Seit dem 1. März ist der Kasseler Juraprofessor als Hessischer Datenschutzbeauftragter im Amt. Er war im Dezember auf Vorschlag der Hessischen Landesregierung vom Landtag gewählt worden. Zuvor hatte er als Seniorprofessor für Öffentliches Recht mit Fokus auf vorbeugenden Datenschutz an der Universität Kassel gearbeitet.

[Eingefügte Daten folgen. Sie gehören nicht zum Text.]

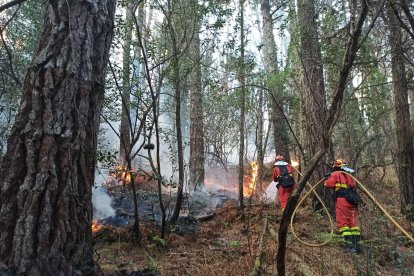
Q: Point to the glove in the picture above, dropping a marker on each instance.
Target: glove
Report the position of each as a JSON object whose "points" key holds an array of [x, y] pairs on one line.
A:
{"points": [[326, 176]]}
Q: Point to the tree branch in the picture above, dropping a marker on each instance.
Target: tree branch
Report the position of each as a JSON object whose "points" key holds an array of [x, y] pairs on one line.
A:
{"points": [[11, 4]]}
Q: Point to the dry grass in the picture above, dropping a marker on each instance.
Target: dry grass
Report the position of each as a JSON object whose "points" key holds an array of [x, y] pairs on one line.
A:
{"points": [[227, 244]]}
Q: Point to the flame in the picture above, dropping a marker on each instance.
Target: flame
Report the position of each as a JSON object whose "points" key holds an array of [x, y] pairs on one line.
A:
{"points": [[294, 163], [122, 173], [96, 226], [251, 185]]}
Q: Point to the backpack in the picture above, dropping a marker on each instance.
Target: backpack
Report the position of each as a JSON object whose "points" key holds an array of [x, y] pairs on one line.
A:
{"points": [[285, 179]]}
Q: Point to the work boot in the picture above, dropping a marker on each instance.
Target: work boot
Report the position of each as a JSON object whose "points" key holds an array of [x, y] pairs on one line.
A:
{"points": [[349, 244], [357, 244]]}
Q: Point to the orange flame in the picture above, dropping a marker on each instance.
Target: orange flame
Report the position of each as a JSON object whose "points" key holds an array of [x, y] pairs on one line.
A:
{"points": [[252, 183], [122, 173], [294, 163], [96, 226]]}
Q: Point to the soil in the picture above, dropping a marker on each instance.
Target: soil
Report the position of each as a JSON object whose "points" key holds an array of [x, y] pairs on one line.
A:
{"points": [[227, 243]]}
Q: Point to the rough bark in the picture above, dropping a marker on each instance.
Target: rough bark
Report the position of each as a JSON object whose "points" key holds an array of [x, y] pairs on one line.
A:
{"points": [[177, 86], [259, 145], [196, 162], [47, 174], [242, 106], [125, 126], [280, 130], [312, 91], [334, 111], [404, 132]]}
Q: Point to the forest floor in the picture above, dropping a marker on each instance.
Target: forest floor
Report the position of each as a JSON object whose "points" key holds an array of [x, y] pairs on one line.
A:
{"points": [[228, 244]]}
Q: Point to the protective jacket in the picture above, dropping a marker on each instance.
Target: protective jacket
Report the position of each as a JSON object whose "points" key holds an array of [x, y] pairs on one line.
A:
{"points": [[346, 212], [283, 192]]}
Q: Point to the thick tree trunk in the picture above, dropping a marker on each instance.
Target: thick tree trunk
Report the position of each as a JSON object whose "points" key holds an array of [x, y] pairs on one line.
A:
{"points": [[405, 153], [259, 145], [126, 126], [177, 90], [280, 130], [325, 141], [313, 94], [47, 174], [312, 91], [242, 106], [196, 162]]}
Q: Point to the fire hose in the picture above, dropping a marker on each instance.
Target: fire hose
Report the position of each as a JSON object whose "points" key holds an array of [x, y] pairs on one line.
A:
{"points": [[312, 189], [360, 186]]}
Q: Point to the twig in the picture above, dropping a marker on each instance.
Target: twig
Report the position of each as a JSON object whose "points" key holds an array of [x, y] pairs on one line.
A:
{"points": [[258, 262]]}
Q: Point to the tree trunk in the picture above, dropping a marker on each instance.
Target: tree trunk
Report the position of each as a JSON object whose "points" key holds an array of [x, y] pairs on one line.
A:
{"points": [[177, 89], [280, 130], [405, 151], [47, 174], [242, 107], [325, 141], [259, 145], [126, 126], [196, 162], [312, 91]]}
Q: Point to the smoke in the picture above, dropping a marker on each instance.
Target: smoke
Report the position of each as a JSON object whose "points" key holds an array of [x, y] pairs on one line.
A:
{"points": [[270, 195], [101, 201]]}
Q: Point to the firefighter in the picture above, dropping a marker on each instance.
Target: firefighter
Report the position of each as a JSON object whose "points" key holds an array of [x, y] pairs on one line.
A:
{"points": [[346, 206], [283, 175]]}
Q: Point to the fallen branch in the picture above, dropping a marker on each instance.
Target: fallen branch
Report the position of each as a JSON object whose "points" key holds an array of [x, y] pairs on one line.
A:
{"points": [[258, 262], [206, 217]]}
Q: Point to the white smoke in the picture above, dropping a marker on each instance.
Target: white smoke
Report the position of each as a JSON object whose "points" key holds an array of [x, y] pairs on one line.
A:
{"points": [[270, 195], [101, 201]]}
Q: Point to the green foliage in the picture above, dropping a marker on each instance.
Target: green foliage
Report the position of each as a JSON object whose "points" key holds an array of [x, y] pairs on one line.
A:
{"points": [[159, 241], [235, 244]]}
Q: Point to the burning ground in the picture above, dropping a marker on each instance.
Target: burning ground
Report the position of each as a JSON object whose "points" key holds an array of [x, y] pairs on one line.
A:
{"points": [[228, 243]]}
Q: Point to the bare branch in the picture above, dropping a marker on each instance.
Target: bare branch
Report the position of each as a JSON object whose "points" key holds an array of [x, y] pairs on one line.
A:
{"points": [[11, 4]]}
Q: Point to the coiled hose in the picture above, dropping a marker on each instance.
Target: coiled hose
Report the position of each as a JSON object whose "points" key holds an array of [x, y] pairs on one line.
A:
{"points": [[360, 186], [312, 189]]}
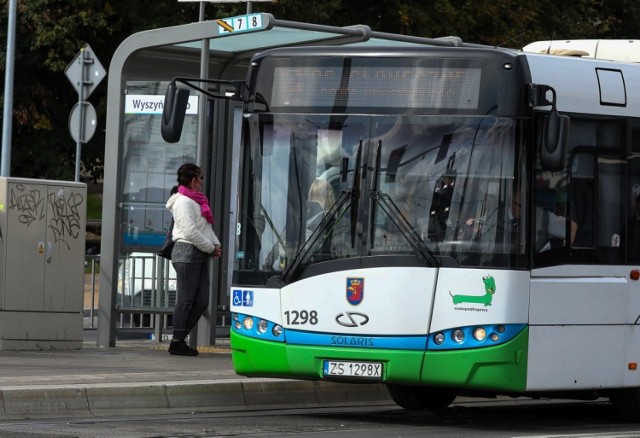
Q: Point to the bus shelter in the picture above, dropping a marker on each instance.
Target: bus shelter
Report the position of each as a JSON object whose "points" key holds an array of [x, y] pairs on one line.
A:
{"points": [[140, 168]]}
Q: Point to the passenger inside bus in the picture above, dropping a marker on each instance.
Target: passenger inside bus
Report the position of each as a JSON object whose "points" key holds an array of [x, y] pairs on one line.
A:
{"points": [[631, 234], [550, 228], [321, 199]]}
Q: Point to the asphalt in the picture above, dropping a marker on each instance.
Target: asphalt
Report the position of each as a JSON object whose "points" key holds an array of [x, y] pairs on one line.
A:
{"points": [[139, 377]]}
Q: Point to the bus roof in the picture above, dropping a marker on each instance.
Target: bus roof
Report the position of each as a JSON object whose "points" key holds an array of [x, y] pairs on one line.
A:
{"points": [[612, 50]]}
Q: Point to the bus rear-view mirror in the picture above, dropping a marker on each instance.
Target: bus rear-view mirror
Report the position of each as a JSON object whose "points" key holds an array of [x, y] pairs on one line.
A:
{"points": [[173, 112]]}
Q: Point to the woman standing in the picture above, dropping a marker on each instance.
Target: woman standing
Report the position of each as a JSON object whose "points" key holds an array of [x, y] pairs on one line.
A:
{"points": [[195, 242]]}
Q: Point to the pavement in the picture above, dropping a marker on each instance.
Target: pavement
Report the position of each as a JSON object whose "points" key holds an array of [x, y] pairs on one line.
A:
{"points": [[139, 377]]}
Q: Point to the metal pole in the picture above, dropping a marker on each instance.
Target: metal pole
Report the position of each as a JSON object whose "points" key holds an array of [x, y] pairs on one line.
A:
{"points": [[83, 81], [7, 116]]}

Im Parlament erklärte der Rechtswissenschaftler, dass es nicht nur seine Aufgabe sei, Daten zu schützen, sondern die Grundrechte der Menschen zu wahren. „Ohne Datenschutz ist keine Demokratie möglich“, fügte Roßnagel hinzu. Zwar müsse er manchmal „unbequem“ sein, doch dies sei wichtig, um konstruktive Lösungen zu finden. In Bezug auf die Corona-Pandemie sagte Roßnagel, dass Datenschützer:innen häufig im Hintergrund stünden und viele Eingriffe in die Grundrechte der Menschen akzeptierten, wenn das etwa zum Schutz der Gesundheit notwendig sei. Auch der freie Datenverkehr und die Digitalisierung innerhalb der Europäischen Union seien Schwerpunktthemen, die nur durch den Schutz von Daten und das Vertrauen in die Behörden gut umsetzbar seien.

Alexander Roßnagel folgt auf Michael Ronellenfitsch, der den Posten in den vergangenen 17 Jahren ausübte. Roßnagel stammt wie sein Vorgänger ursprünglich aus Mannheim.